I will lose him either way......?

61 replies

busybee123 · 16/04/2004 11:18

I am a city girl born and bred. I moved into the little village my husband was brought up in when we got married. We now have 3 children together. The trouble is, where we live is starting to come between me and my hubby. I hate it here but have kept my mouth shut about it for 6 years now, but its all come to light now and it's come to the point that if I stay here much longer we will end up splitting up because I am so miserable here. However if I move back to the city, hubby won't come with me cos he will hate it cos he is a country bumpkin, so I will lose him anyway. I love him dearly and don't want to be without him but I can't see it ending up any other way. What am I to do? I will be miserable either way. HELP!!

OP posts:
katierocket · 22/04/2004 15:43

on busybee you do sound so fed up.
have you thought about going to the GP?

valleygirl · 22/04/2004 15:53

can't you make use of your in-laws overbearing nature to your advantage - and get them in to look after the kids whilst you go and do somethign for yourself.
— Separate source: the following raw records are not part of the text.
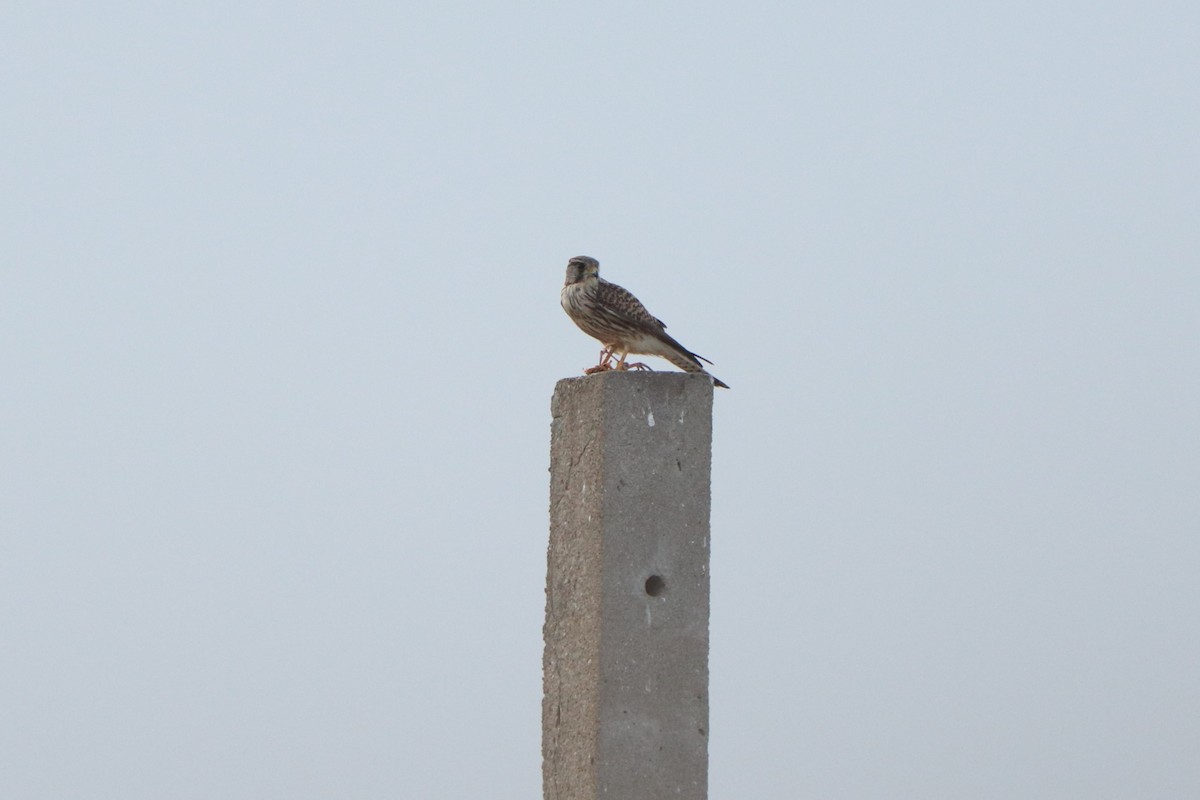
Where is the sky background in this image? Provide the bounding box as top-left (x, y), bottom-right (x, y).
top-left (0, 0), bottom-right (1200, 800)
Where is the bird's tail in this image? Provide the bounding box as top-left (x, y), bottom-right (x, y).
top-left (662, 350), bottom-right (730, 389)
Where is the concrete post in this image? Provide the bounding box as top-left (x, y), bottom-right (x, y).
top-left (542, 372), bottom-right (713, 800)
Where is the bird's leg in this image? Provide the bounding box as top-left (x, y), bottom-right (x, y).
top-left (583, 347), bottom-right (612, 375)
top-left (614, 353), bottom-right (653, 372)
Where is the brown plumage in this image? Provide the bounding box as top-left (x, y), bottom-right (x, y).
top-left (562, 255), bottom-right (728, 389)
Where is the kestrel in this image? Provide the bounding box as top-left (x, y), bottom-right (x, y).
top-left (562, 255), bottom-right (728, 389)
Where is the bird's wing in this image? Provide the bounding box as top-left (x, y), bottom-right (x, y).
top-left (598, 278), bottom-right (713, 363)
top-left (596, 278), bottom-right (666, 333)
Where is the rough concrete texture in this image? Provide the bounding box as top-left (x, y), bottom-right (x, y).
top-left (542, 372), bottom-right (713, 800)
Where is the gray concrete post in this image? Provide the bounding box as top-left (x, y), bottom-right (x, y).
top-left (542, 372), bottom-right (713, 800)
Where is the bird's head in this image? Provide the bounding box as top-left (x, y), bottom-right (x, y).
top-left (565, 255), bottom-right (600, 285)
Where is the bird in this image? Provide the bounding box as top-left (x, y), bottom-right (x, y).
top-left (560, 255), bottom-right (730, 389)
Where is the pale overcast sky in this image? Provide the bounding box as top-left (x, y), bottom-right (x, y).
top-left (0, 0), bottom-right (1200, 800)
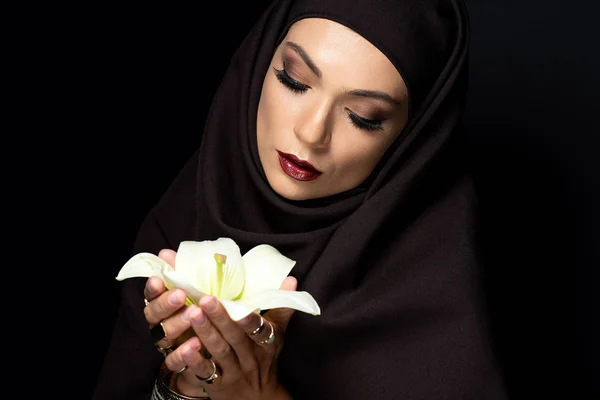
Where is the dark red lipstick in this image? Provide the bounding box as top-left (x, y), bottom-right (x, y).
top-left (277, 150), bottom-right (321, 181)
If you can get away even for an afternoon to do somethign just for you it might make such a difference and stop you from feeling so isolated. and also can't they babysit whilst you and your dh have some time to yourselves - a weekend away or even just a night every other week where you can go to the nearest cinema or indian or whatever.
i really feel for you - even readign what you have to say makes me feel quite panicky on your behalf.

busybee123 · 22/04/2004 16:02

ive never been apart from them for more than 5 hours. can't bring myself to do it. (long story)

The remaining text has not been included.